When I read about the radical political implications of the 1960s’ countercultural experiments in different ways of living – and living together – it makes me think of nothing so much as the Beguines and the heretical religious movement known as the Heresy of the Free Spirit. Almost 800 years ago, religious nonconformists in Western Europe lived a sometimes-nomadic communal lifestyle in which they sought unmediated mystical union with God. Much was made by Church authorities of alleged sexual ‘depravity’ amongst adherents of the Free Spirit, much as the sexual practises and drug use within the 1960s counterculture has been foregrounded to the detriment of the seriousness of the political ideals of the movement. 

The Beguines, and their male counterparts, the Beghards, are sometimes associated with the Heresy of the Free Spirit, though it is unclear the extent to which these two religious (and political) stances were intertwined – it is even unclear the extent to which the Heresy of the Free Spirit was a coherent countercultural movement and how much it was invented by the Church in order to malign any deviation from officially acceptable ways of living. This too, is similar to the way conformist media reported on ‘hippies’ during the ‘60s and ‘70s, eliding the huge scope of disparate thought and belief within the movement, imposing, as conformists, a fabricated conformity onto nonconformity. 

But within the Beguines, at least, there was serious thought, deep religious contemplation with radical political implications. The extant text that best encapsulates this is The Mirror of Simple and Annihilated Souls and Who Remain Only in Wanting and Desire of Love by Marguerite Porete (c.13thC – 1310). I do not understand the title, much less the stages by which the adherent is led down through ego-death into the mystical light of union with the Godhead. Today we would perhaps understand the text as psychedelic. 

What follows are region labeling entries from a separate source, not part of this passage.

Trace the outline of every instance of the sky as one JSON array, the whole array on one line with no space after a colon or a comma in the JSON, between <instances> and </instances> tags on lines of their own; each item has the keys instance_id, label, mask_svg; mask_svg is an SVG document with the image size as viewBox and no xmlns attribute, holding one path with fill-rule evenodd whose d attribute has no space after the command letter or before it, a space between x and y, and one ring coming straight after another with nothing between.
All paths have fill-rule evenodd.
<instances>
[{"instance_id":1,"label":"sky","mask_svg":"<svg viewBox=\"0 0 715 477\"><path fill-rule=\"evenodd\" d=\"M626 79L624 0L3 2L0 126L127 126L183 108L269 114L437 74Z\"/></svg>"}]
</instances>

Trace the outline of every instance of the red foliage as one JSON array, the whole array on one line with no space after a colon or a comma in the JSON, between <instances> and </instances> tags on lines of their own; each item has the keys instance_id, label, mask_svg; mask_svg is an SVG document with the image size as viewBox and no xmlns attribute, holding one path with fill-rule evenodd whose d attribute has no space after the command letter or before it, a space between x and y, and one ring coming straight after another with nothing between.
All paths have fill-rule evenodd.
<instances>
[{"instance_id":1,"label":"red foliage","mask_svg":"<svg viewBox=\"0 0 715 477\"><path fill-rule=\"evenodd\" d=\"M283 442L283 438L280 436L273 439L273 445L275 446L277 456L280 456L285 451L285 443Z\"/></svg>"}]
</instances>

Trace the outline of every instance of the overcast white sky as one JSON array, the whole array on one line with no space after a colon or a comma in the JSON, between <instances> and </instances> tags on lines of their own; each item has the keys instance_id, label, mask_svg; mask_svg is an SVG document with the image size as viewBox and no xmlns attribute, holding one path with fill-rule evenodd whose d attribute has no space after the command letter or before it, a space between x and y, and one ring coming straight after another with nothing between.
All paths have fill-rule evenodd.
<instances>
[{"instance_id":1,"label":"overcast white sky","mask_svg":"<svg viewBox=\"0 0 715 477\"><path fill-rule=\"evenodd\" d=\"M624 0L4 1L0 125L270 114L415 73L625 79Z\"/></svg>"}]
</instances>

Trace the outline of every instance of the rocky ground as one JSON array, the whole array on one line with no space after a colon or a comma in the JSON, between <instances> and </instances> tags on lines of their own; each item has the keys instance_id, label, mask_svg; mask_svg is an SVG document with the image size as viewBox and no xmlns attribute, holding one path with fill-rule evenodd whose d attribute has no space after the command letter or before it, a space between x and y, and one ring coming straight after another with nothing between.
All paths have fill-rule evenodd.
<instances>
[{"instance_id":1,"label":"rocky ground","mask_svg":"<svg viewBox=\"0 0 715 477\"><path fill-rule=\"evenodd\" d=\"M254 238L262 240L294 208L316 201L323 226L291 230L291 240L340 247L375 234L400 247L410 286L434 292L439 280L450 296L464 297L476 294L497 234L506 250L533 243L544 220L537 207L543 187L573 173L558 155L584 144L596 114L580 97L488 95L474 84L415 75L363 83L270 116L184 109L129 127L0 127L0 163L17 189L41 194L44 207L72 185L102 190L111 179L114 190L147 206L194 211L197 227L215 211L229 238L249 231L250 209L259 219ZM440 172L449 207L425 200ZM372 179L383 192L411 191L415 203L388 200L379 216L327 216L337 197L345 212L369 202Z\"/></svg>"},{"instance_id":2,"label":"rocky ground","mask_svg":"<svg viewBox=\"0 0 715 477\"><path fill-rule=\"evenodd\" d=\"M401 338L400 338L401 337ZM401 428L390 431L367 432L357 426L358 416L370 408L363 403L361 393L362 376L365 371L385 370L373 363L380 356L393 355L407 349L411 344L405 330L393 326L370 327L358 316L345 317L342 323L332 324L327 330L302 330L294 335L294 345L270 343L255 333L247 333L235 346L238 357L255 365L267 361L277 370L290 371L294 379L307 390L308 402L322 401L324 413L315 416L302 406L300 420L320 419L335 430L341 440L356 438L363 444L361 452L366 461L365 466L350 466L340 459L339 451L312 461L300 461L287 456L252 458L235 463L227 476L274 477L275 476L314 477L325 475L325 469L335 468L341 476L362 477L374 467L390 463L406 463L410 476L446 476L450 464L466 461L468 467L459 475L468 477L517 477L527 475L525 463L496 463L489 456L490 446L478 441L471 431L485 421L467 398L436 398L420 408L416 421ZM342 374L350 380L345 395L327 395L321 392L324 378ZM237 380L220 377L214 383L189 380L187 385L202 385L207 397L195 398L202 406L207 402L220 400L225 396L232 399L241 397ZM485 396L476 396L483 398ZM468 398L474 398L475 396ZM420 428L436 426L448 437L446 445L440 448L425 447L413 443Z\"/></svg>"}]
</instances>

It is perhaps that these sects who sought to destroy the ego (annihilate the soul), which they saw as a barrier to experiencing in its fullness the grace of God, were considered heretical that South and East Asian religious traditions – Buddhism, Taoism, Hinduism – were plundered by the ‘60s counterculture in Western Europe and America, in the search for non-individualistic frameworks of belief. European texts of this kind were suppressed and destroyed for centuries – many copies of The Mirror, for example, were burnt by the Inquisition, as was Marguerite Porete herself. In my understanding, the political implications of the text and others like it, which incline toward the equality of all, the equal sharing of resources and egalitarian communal living, were at least as much the reason for the violent backlash as any disagreements of a more theological or spiritual kind.

A repeat of the 1960s now is inconceivable and even undesirable – few long term changes were achieved, and those concessions that were made have been clawed back by the capitalist centre and right over the intervening decades.

A repeat of the 1960s now is inconceivable and even undesirable – few long term changes were achieved, and those concessions that were made have been clawed back by the capitalist centre and right over the intervening decades. Even less so can we imagine the Beguines of Porete’s day transposed onto the 21st century. But, as Fisher argues, it would be wrong to write off the whole of the counterculture as a political dead-end, learning nothing from it. Most of all, our contemporary melancholy must be blown apart by an optimism akin to that of the ‘60s. 

It cannot be forced, nor can we predict where it will come from, but our political optimism must surely begin with the knowledge that there is an alternative, and there always has been; that in the past it has emerged as the heretical movement of the Free Spirit, as the Diggers in the 17th century, in the ‘Going to the People’ movement of the Narodniks in the years leading up to the Russian Revolution, and most recently in the experiments in nomadic and communal living in the counterculture of the ‘60s. There are alternatives, and those who benefit from the status quo have always had to work very hard to keep them suppressed.